TOLEDO – Producers learned how apple varieties were selling in retail, wholesale and you-pick markets during a session at the Ohio Fruit and Vegetable Growers’ Conference and Ohio Roadside Marketing Conference.
David Hull of Whitehouse Fruit Farm in Canfield, Ohio, told attendees in order for him to draw in the “new generation” of apple consumers, producers have to grow better quality apples.
“These aren’t the same customers we were seeing 10 years ago. They want a good quality apple,” said Hull. “The number one issue is firmness.”

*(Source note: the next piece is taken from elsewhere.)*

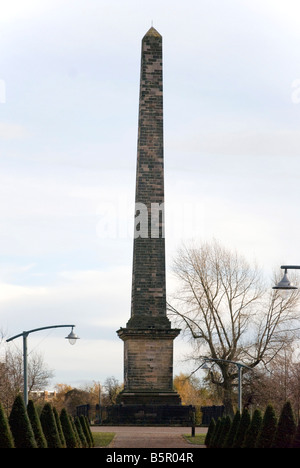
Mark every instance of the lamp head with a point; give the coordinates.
(72, 337)
(285, 283)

Hull discussed the apple varieties that keep his consumers coming back. He relies on Gingergold as his springboard for the rest of the apple season. He starts buying them in Virginia until his crop is ready, and the consumer response has been positive. Other varieties that have done well are Gala, Honey Crisp and Jonagold.
However, he has not gotten a lot of consumer response to Braeburn and will not plant it this season.
The most popular new variety at his market has been Fuji.
“Fuji has been a godsend. From Thanksgiving on, it is outselling all other varieties 4-to-1,” said Hull. “It is the best seller we’ve had in a long time.”
He said new apple varieties are important to his retail business because they create excitement. He says customers want to know what is good and what is new.
Andy Lynd of Lynd Fruit Farm in Pataskala, Ohio, says the key to being successful in the apple business is “thinking outside the box” and being prepared for a change in the market. Ninety percent of the apples grown on their farm are sold wholesale, while the other 10 percent is sold in a you-pick operation.
His top sellers for you-pick are Golden Delicious and Fuji.
Lynd said it is important to grow apples that keep their quality and flavor. He has also found a lot of consumer enthusiasm with Gold Rush, Sun Crisp and Honey Crisp.
He also thinks the you-pick market is going to grow, but cautions that is not for everyone.
“We find that a lot of people like to pick their own. They will ask you a lot of questions about how they were grown,” said Lynd. “If you’re not a people person or if you can’t handle some trash being thrown down, this is not for you. You have to be very customer friendly.”
Dave Gress of the Fruit Growers Marketing Association says producers have to be aware of trends and be able to adapt rapidly to consumer changes. He says consumers want bigger fruit and better color, and farmers should grow what sells.
He also said it is important that he can give the consumers a healthy product. He says 25 percent of the fresh apples in the market should not be there for one reason or another.
“Our industry has always been supply- rather than demand-driven,” said Gress. “Producers need to know what the consumer likes and then they need to start producing it.”
He says along with hail and fire blight, Ohio producers had to contend with a large national apple crop this year.
“The national crop is too big. We knew it going in. It’s a fact of life,” said Gress.
Contrary to the sales at the retail and you-pick levels, the sales of Fujis in bags were not good, according to Gress. His best sellers were the Red and Gold Delicious.
One of his most popular items is fresh cider. Pumpkin sales were also up slightly, but the biggest increase in sales came from peaches. He had a 240 percent increase in peach sales.